Гоголь уступает Пушкину не только в «универсализме». Гоголь проигрывает Пушкину прежде всего как сатирик писателю по преимуществу не сатирическому. Не позитивный он, изобразитель пошлости пошлого человека! Точность и уместность определения «сатирик» вызывает серьезные сомнения. Однако все попытки его корректировки или отмены оказываются для расхожего представления о Гоголе, и поныне формируемого и поддерживаемого школьным, а отчасти и университетским образованием, тщетными. Гоголь à la Бахтин – русский раблезианец, приверженный амбивалентному смеху, – остается как комический писатель фигурой слишком легковесной, чтобы претендовать на первое место среди русских художников слова. Не выручает и дар изумительного стилиста – на этом, вслед за Набоковым, построил свой панегирик автору «Носа» Леонид Парфенов, назвавший Гоголя предтечей русского модернизма[102]
. В аннотации к диску с записью фильма разъясняется: «По словам Леонида Парфенова, необычное название фильма продиктовано множеством образов, связанных с личностью и творчеством великого писателя. Он и в самом деле “диковинная птица”, воистину, он “гоголем” прошелся в истории мировой литературы, как ходит эта порода уток-нырков. И даже нос, то есть клюв, сделал главным органом и литературным героем». Пробраться с пропавшим носом в калашный ряд русской изящной словесности, однако же, затруднительно: какие бы глубинные подтексты ни обнаруживала в гоголевской повести пытливая мысль филолога[103], в глазах неискушенного читателя «Нос» остается не более чем забавной «побасенкой».Представление о Гоголе прежде всего как о религиозном писателе, «писателе-аскете, продолжателе святоотеческих традиций в русской литературе, религиозном мыслителе и публицисте, авторе молитв»[104]

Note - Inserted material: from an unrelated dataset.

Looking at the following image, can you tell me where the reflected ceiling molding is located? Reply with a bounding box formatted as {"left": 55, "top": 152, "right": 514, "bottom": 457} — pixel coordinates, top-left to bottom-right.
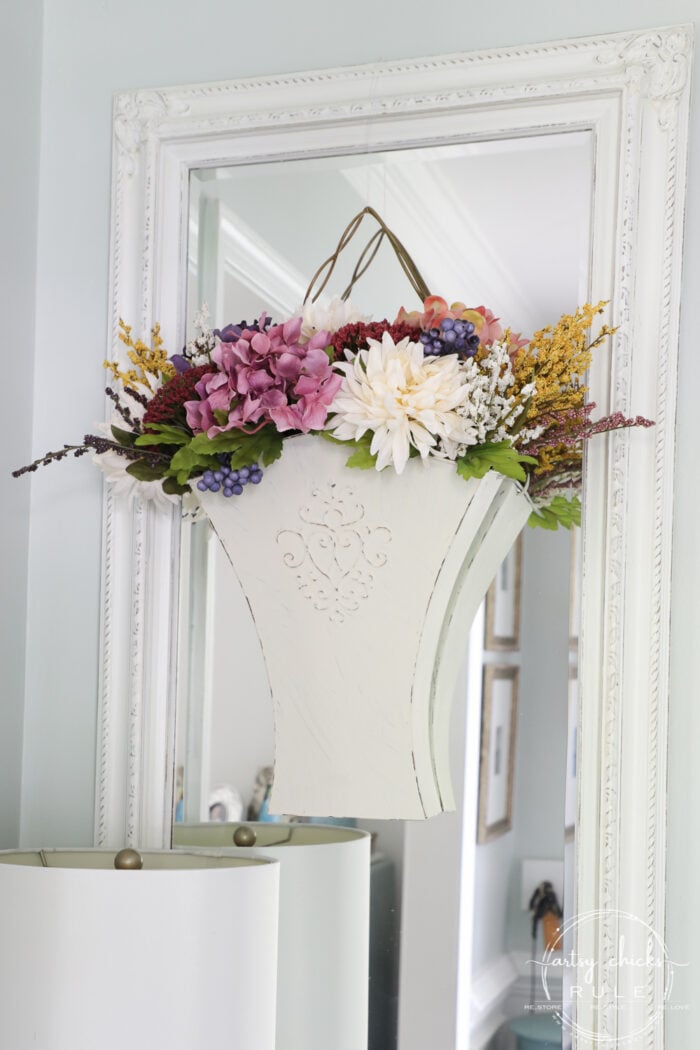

, ставшее доминирующим в последние годы в направлении исследований, за которым закрепилось метафорическое именование «религиозного литературоведения», или «религиозной филологии», востребованным властью не оказалось и не закрепилось в общественном сознании. Для этого есть ряд причин. Во-первых, как автор сочинений собственно религиозной направленности, а не, так сказать, беллетрист Гоголь читателям малоизвестен и увлечь большинство из них не может: и потому, что к религиозной тематике многие из читателей, чуждые вопросам веры и невоцерковленные, совершенно равнодушны, а иногда и враждебны; и потому, что наставительное слово Гоголя – автора «Выбранных мест из переписки с друзьями» часто плоскостное и «каменное» – холодное и грубое, а мелочность либо банальность назиданий и тон власть имущего способны покоробить читающего и иногда оскорбить нравственное чувство. Церковь книгу не признала чтением безусловно душеполезным: мнения лиц духовных разделились, иерархи и отец Матвей Константиновский, отозвавшиеся о «Выбранных меcтах <…>», оценили их по преимуществу отрицательно. (Замечательное как памятник проповеднического искусства заключительное письмо XXXII «Светлое Воскресение», при всей его особой важности в составе «Выбранных мест <…>», – скорее отрадное исключение, чем типичный образец гоголевского «назидательного дискурса», а глубокие и эстетически совершенные <«Размышления о Божественной Литургии»> посвящены предмету, далекому для привыкших ценить Гоголя-литератора. И эти произведения относятся к духовной книжности, а не к изящной словесности.)Попытки же трактовки гоголевской «беллетристики» как воплощения, манифестации истин православной веры приводят к искажению перспективы, так как игнорируют жанровые установки и литературные дискурсы, избранные писателем. Например, справедливо исходя из особенной значимости мотивов войны за веру и защиты православия от поругания иноверцев в гоголевской повести «Тарас Бульба», И.А. Виноградов неоправданно рассматривает систему авторских нравственных координат как прямую и простую проекцию христианских ценностей, заповедей и, в отдельных случаях, даже теологуменов, которые постулируются как обязательные для писателя. В самых разных эпизодах повести, не отмеченных аллюзиями на Библию, отыскиваются тем не менее прямые соответствия деяниям, запечатленным в Писании[105]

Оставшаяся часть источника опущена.